Minor - Adding unload format to unload_files (#761)

jaidisido · kukushking · web-flow · commit 9831829bd71a · 2021-06-28T18:37:04.000+01:00
Co-authored-by: kukushking &lt;3997468+kukushking@users.noreply.github.com&gt;
diff --git a/awswrangler/redshift.py b/awswrangler/redshift.py
@@ -851,6 +851,7 @@ def unload_to_files(
     aws_secret_access_key: Optional[str] = None,
     aws_session_token: Optional[str] = None,
     region: Optional[str] = None,
+    unload_format: Optional[str] = None,
     max_file_size: Optional[float] = None,
     kms_key_id: Optional[str] = None,
     manifest: bool = False,
@@ -890,6 +891,9 @@ def unload_to_files(
         same AWS Region as the Amazon Redshift cluster. By default, UNLOAD
         assumes that the target Amazon S3 bucket is located in the same AWS
         Region as the Amazon Redshift cluster.

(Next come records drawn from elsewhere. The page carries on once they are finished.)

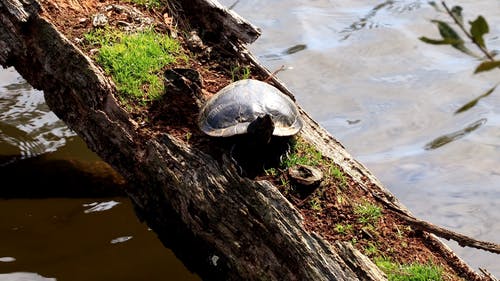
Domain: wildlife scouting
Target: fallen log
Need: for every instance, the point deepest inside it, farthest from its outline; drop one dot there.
(222, 225)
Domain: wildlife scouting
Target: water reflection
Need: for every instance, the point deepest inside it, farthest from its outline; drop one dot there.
(367, 78)
(27, 126)
(66, 234)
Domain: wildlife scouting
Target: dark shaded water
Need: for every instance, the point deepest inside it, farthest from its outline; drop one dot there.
(359, 69)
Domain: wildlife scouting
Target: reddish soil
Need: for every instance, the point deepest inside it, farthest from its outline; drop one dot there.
(388, 236)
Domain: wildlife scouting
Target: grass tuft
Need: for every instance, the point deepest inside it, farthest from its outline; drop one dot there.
(409, 272)
(135, 60)
(368, 212)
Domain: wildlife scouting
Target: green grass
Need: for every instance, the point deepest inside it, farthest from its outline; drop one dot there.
(411, 272)
(368, 212)
(335, 172)
(343, 229)
(135, 61)
(302, 153)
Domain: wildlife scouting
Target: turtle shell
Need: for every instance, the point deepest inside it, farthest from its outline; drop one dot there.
(233, 108)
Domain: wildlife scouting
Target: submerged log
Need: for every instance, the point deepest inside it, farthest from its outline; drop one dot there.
(222, 225)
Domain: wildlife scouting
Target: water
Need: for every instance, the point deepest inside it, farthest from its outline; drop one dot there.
(367, 79)
(65, 237)
(359, 69)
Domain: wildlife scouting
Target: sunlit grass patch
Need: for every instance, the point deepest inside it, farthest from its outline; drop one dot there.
(135, 60)
(368, 212)
(409, 272)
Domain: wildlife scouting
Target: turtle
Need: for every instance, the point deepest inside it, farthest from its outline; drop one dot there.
(250, 107)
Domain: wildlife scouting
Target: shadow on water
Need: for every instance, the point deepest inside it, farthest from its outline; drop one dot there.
(445, 139)
(63, 213)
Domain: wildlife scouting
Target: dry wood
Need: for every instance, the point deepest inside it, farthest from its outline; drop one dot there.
(223, 226)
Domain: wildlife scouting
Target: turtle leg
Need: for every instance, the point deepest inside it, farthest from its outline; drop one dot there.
(234, 158)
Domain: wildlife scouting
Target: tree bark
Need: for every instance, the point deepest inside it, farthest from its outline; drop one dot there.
(223, 226)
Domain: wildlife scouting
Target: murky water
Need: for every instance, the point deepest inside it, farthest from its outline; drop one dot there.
(359, 69)
(65, 237)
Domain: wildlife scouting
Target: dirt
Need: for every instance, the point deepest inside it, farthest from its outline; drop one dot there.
(326, 208)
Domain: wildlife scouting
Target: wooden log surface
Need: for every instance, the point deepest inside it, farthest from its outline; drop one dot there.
(223, 226)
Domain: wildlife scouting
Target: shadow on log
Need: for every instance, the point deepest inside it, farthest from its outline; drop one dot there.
(223, 226)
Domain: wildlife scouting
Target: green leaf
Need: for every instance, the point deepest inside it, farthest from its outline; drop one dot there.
(478, 28)
(473, 102)
(487, 65)
(446, 31)
(450, 35)
(456, 12)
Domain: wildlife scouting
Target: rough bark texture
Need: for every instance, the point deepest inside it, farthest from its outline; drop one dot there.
(223, 226)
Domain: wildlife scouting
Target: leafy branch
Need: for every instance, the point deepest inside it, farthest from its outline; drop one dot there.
(449, 36)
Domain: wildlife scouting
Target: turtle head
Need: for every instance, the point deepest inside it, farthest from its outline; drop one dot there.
(261, 129)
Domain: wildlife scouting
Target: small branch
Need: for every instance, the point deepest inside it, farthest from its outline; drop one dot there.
(274, 73)
(457, 22)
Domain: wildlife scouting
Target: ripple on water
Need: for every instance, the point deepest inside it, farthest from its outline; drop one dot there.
(27, 126)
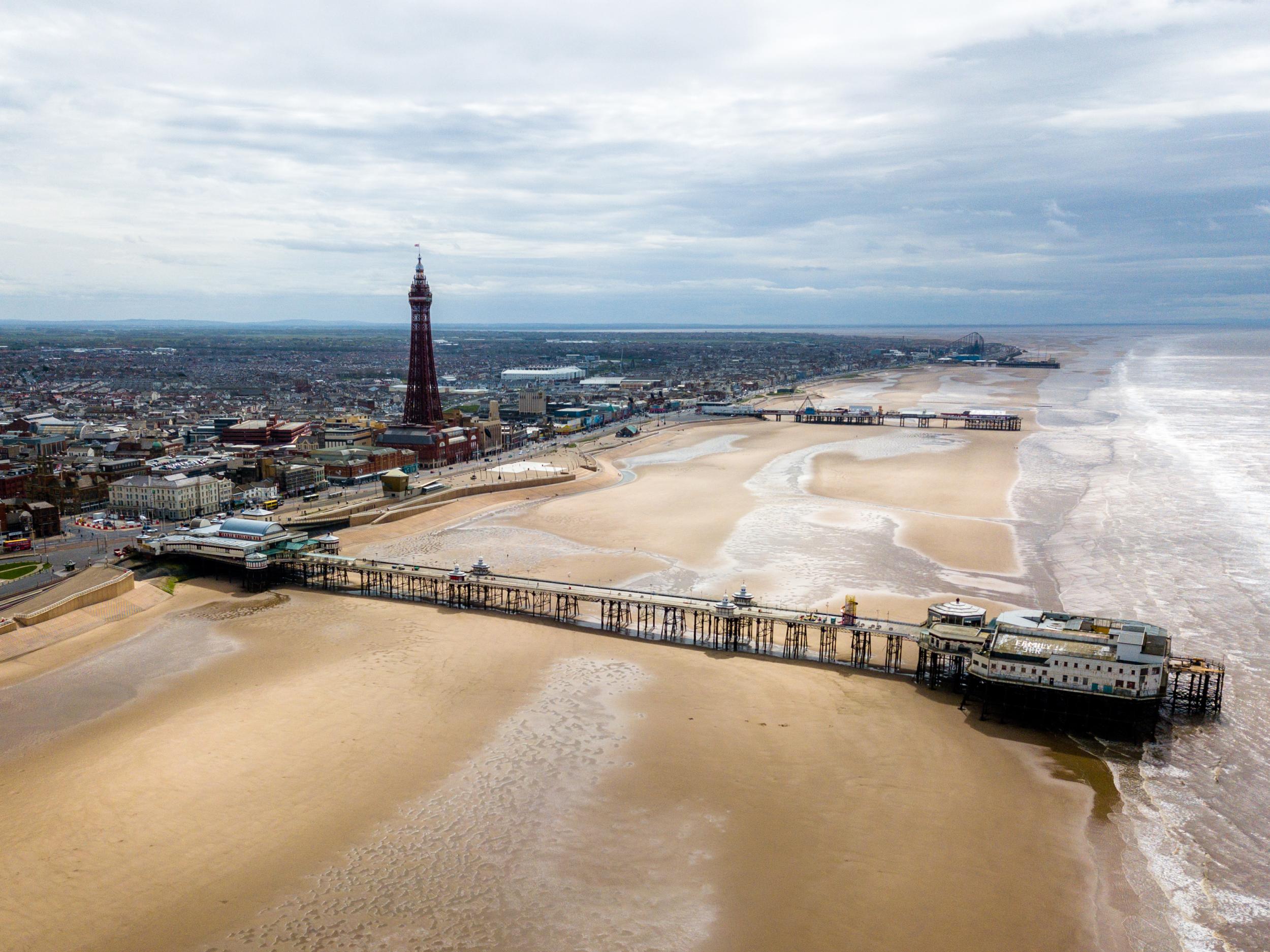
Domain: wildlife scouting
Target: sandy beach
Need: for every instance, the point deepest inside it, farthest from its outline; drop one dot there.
(310, 771)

+    unload_format: str, optional
+        Format of the unloaded S3 objects from the query.
+        Valid values: "CSV", "PARQUET". Case sensitive. Defaults to PARQUET.
     max_file_size : float, optional
         Specifies the maximum size (MB) of files that UNLOAD creates in Amazon S3.

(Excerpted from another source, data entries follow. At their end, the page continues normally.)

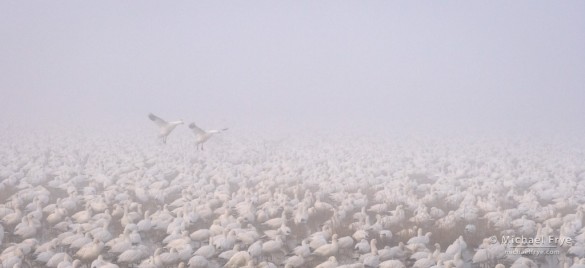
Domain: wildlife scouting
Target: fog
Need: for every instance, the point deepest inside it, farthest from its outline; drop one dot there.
(328, 134)
(324, 65)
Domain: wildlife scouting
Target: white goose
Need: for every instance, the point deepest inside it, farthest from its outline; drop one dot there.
(165, 128)
(201, 136)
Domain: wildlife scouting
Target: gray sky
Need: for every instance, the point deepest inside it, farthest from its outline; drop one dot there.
(390, 64)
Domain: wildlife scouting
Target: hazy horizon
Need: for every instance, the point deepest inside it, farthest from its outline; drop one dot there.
(324, 65)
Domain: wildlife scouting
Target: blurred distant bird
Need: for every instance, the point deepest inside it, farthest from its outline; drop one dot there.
(165, 128)
(201, 136)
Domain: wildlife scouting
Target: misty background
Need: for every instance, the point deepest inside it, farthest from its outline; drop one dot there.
(352, 66)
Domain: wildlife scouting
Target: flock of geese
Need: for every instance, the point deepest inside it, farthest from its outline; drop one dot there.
(112, 201)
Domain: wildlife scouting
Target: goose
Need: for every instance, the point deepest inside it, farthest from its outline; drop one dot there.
(201, 136)
(165, 128)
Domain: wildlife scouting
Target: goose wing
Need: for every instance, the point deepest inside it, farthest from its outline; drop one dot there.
(196, 129)
(157, 120)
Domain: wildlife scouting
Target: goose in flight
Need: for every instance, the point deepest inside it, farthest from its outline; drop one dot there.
(201, 136)
(165, 128)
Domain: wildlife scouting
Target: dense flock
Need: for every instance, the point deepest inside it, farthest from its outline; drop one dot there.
(110, 199)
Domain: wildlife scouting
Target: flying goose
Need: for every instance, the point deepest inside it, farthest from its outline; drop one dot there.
(165, 128)
(201, 136)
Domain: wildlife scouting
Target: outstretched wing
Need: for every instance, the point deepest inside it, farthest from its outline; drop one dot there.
(196, 129)
(157, 120)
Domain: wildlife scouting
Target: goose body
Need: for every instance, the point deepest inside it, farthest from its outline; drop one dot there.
(201, 136)
(165, 128)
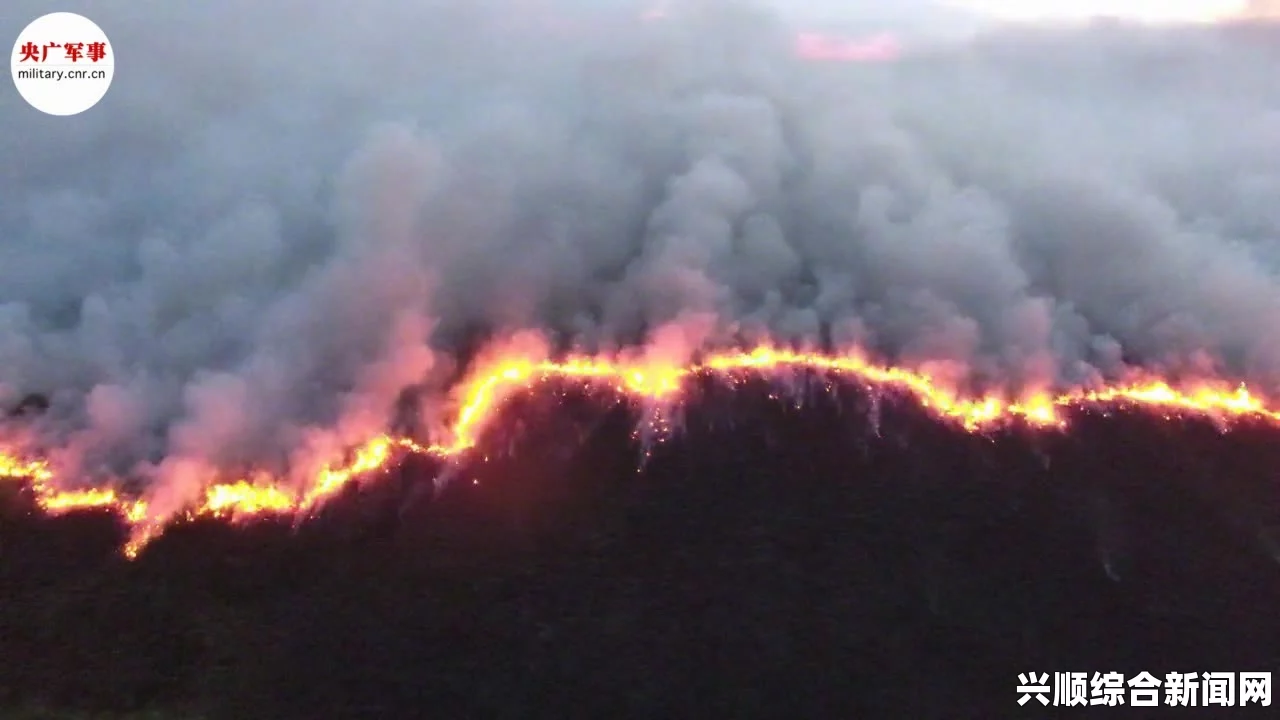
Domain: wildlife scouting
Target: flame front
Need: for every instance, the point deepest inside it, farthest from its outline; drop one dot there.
(483, 395)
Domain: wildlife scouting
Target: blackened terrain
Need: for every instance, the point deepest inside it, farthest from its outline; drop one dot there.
(845, 559)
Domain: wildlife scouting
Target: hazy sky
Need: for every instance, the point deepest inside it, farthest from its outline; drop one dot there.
(1155, 10)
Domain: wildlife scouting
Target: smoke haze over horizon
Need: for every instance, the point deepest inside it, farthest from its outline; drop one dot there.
(282, 217)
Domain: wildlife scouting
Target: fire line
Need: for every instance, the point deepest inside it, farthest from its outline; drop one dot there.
(481, 396)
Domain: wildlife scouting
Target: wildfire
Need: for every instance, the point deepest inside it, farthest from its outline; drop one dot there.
(480, 397)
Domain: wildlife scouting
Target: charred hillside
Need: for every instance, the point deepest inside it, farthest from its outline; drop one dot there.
(835, 557)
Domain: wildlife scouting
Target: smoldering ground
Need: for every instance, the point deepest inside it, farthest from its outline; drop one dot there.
(282, 217)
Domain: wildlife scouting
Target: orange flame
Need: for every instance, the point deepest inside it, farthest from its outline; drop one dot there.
(481, 396)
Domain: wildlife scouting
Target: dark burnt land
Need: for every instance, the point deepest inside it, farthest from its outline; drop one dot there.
(833, 560)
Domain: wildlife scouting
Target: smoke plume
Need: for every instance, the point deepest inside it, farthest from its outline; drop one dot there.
(284, 215)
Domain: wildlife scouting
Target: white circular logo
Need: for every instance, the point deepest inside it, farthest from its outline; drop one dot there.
(63, 64)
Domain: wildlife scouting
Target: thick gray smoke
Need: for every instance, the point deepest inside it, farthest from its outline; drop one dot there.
(283, 214)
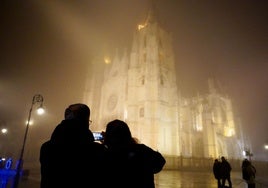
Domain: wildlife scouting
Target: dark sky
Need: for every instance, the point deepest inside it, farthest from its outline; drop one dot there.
(47, 46)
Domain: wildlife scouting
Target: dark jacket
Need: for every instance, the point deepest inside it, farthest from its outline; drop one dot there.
(71, 158)
(225, 169)
(133, 166)
(217, 169)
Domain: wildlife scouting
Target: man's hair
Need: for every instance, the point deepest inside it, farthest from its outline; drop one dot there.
(77, 111)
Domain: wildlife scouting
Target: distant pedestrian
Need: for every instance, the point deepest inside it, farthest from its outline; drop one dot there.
(248, 173)
(71, 158)
(217, 171)
(226, 172)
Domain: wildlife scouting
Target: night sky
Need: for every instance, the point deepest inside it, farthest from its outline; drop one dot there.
(47, 47)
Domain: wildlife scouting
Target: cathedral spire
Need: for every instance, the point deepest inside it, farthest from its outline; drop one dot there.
(151, 18)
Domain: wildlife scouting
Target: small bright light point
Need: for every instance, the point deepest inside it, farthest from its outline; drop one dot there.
(4, 131)
(30, 123)
(40, 111)
(107, 60)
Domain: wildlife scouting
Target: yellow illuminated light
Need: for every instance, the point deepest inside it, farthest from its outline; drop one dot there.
(107, 60)
(229, 132)
(140, 26)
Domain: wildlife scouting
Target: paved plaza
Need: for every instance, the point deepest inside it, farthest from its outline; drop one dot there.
(170, 179)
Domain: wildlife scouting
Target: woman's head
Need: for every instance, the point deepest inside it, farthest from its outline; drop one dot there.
(117, 133)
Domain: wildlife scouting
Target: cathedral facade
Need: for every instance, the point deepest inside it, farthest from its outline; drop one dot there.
(140, 88)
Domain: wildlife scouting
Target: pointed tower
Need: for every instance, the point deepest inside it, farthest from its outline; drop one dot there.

         Specify a decimal value between 5.0 MB and 6200.0 MB. If None, the default
@@ -925,9 +929,12 @@ def unload_to_files(
 
 
     """
+    if unload_format not in [None, "CSV", "PARQUET"]:
+        raise exceptions.InvalidArgumentValue("<unload_format> argument must be 'CSV' or 'PARQUET'")

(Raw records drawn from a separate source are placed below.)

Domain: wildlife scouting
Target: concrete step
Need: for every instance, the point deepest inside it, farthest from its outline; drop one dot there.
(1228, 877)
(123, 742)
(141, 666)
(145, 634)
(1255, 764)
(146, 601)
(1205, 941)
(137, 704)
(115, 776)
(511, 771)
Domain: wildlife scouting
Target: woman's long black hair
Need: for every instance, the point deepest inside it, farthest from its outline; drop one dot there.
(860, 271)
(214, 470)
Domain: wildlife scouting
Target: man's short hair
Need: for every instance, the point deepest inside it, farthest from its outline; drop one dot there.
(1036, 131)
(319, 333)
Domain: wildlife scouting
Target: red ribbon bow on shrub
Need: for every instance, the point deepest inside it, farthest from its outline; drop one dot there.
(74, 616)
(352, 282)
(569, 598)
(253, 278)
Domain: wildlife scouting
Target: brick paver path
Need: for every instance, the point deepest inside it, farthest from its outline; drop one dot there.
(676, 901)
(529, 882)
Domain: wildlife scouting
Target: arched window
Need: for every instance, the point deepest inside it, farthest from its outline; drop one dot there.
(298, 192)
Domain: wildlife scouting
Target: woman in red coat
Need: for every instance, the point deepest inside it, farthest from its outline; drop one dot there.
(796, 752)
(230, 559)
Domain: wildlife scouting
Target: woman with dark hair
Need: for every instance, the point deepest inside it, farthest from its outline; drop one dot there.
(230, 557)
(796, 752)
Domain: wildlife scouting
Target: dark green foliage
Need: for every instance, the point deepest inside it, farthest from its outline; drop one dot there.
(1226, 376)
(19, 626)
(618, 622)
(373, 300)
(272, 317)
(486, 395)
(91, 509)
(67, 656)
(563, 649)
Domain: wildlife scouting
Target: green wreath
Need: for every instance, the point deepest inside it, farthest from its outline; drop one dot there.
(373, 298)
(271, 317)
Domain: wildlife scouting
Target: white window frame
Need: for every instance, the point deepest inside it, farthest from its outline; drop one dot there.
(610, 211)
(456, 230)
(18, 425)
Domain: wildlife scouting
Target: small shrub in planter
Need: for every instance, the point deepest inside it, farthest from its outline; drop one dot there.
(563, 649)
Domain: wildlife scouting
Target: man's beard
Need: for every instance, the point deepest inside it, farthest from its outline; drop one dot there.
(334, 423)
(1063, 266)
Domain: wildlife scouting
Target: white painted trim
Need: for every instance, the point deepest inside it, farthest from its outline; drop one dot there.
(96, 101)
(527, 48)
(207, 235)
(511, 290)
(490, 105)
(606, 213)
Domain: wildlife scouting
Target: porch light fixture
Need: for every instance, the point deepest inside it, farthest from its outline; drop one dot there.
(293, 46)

     session: boto3.Session = _utils.ensure_session(session=boto3_session)
     s3.delete_objects(path=path, use_threads=use_threads, boto3_session=session)
     with con.cursor() as cursor:
+        format_str: str = unload_format or "PARQUET"
         partition_str: str = f"\nPARTITION BY ({','.join(partition_cols)})" if partition_cols else ""
         manifest_str: str = "\nmanifest" if manifest is True else ""
         region_str: str = f"\nREGION AS '{region}'" if region is not None else ""
@@ -948,7 +955,7 @@ def unload_to_files(
             f"{auth_str}"
             "ALLOWOVERWRITE\n"
             "PARALLEL ON\n"
-            "FORMAT PARQUET\n"
+            f"FORMAT {format_str}\n"
             "ENCRYPTED"
             f"{kms_key_id_str}"
             f"{partition_str}"
diff --git a/tests/test_redshift.py b/tests/test_redshift.py
@@ -352,7 +352,10 @@ def test_unload_extras(bucket, path, redshift_table, redshift_con, databases_par
     assert len(df.columns) == 2
 
 
-def test_unload_with_prefix(bucket, path, redshift_table, redshift_con, databases_parameters, kms_key_id):
+@pytest.mark.parametrize("unload_format", [None, "CSV", "PARQUET"])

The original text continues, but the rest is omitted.